The American Society of Clinical Oncology (ASCO) has just issued a new provisional guideline on the use of PSA testing in the assessment of risk for prostate cancer. The full text of this article is available on line.
This new provisional guidance from ASCO makes three core recommendations:
- “In men with a life expectancy < 10 years, it is recommended that general screening for prostate cancer with total PSA be discouraged, because harms seem to outweigh potential benefits.”
- “In men with a life expectancy > 10 years, it is recommended that physicians discuss with their patients whether PSA testing for prostate cancer screening is appropriate for them. PSA testing may save lives but is associated with harms, including complications, from unnecessary biopsy, surgery, or radiation treatment.”
- ” … information written in lay language be available to clinicians and their patients to facilitate the discussion of the benefits and harms associated with PSA testing before the routine ordering of aPSA test.”

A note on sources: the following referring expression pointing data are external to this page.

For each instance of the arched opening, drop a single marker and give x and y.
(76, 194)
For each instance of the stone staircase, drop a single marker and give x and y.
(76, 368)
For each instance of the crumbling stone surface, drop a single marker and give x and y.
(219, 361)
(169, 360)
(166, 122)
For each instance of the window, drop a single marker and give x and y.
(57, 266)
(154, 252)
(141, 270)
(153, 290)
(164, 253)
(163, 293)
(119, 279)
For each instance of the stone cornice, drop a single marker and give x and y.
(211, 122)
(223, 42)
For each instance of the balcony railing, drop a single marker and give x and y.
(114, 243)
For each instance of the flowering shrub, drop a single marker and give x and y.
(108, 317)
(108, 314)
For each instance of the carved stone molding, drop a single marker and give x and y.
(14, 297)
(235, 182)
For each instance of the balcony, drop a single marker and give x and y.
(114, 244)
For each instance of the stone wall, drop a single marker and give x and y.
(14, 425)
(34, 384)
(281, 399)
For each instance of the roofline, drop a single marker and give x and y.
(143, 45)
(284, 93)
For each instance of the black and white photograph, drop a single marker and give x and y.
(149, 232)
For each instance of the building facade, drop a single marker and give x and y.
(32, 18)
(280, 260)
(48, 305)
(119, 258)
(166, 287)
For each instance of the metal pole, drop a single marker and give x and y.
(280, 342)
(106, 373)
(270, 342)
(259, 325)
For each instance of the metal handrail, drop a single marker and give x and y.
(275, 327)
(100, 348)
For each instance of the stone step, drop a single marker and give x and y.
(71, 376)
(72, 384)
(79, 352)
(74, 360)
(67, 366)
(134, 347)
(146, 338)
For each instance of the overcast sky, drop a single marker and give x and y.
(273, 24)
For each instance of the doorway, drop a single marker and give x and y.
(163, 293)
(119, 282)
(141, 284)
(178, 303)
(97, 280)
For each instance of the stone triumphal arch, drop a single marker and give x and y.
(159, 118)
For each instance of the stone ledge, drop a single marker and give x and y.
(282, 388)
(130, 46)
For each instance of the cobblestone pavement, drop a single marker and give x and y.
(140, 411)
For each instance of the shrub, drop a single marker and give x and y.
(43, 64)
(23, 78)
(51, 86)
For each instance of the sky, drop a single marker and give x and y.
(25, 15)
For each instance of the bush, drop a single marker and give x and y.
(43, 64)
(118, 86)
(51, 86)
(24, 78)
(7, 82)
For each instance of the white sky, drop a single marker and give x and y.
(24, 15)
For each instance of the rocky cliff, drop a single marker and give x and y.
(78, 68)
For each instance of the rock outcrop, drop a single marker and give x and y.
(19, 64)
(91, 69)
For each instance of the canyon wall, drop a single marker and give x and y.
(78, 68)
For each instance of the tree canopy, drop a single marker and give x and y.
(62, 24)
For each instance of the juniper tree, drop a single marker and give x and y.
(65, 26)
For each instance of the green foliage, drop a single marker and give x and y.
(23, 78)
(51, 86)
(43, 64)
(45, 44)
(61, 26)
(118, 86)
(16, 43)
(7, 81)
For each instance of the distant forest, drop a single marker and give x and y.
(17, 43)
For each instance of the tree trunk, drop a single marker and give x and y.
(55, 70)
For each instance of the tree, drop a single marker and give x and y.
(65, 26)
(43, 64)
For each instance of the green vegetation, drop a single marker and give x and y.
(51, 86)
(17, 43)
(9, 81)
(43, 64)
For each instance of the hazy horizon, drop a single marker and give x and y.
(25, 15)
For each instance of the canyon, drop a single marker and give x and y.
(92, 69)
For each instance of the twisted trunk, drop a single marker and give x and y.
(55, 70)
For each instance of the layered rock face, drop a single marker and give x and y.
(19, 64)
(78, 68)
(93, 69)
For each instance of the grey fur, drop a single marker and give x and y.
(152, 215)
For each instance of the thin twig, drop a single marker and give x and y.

While others may disagree, these three recommendations make perfect sense to The “New” Prostate Cancer InfoLink.
We should point out carefully that this provisional recommendation is limited to men who have never been diagnosed with prostate cancer. The role of PSA testing in the long-term management of men recently or previously diagnosed with and treated for (or being managed with) prostate cancer is not affected by this guideline.
ASCO is careful to note that the estimation and calulation of life expectancy is based on individual factors and circumstances. They point out that a number of life
expectancy calculators are publicly available. (They refer readers to the one on the Social Security Online web site as just one such example. We would point out that this particular calculator does not take any account of any such factors as current health, lifestyle, and family history that could increase or decrease life expectancy.)
Quoted in a report already up on the ABC News web site, Dr. Robert Nam, one of the co-chairs of the ASCO committee that issued this provisional guideline has said:
A lot of men that have a long life expectancy would benefit from screening, especially those that will be diagnosed with aggressive forms of prostate cancer. Men with aggressive prostate cancer can benefit from early treatment.